[SciPy-dev] Statistics toolbox and nans

A.J. Rossini rossini at blindglobe.net
Fri Nov 1 09:15:03 EST 2002


>>>>> "travis" == Travis Oliphant <oliphant.travis at ieee.org> writes:

    travis> Hello developers.
    travis> What should we do about nan's and the stats toolbox.  Stats is one
    travis> package where people may use nans to represent missing values.

Yech.  This is a hard issue, but NAN isn't the solution.  I believe
someone who used to be tracking this list, John Barnard, had written
some tools for implementing statistical procedures for handling
missing values (imputation-based) in python.  But I don't know the
state of that work.

(the issue being that one can want to distinguish between types of
missing values).


    travis> There are two options that I see. 

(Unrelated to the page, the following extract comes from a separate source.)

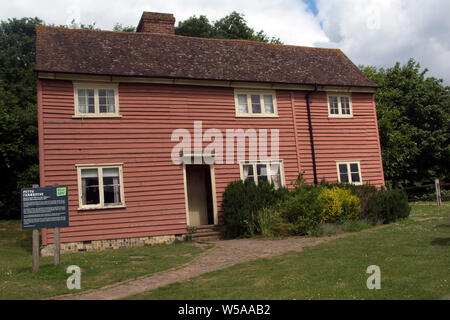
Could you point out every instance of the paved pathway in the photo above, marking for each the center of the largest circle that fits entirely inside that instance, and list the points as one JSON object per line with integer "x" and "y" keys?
{"x": 225, "y": 253}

    travis> 1) MATLAB option

    travis> MATLAB defines 6 new functions nanmean, nanmedian, nansum, nanmin,
    travis> nanmax, and nanstd that ignore nans properly.  These can be used in
    travis> place of the normal functions which don't use nans properly.  Perhaps
    travis> they did this as an afterthought.

    travis> Note, this is an easy option and is (as of now) implemented in the CVS
    travis> scipy.


Would it be possible, instead to take the R approach, which is to have
a missing data handler?  (i.e. mean(x,missing=missing.drop()), where
the default is to drop, and the other options might be "replace with
mean", "replace with random sample", "user defined function", "barf
because we shouldn't compute with missings", etc.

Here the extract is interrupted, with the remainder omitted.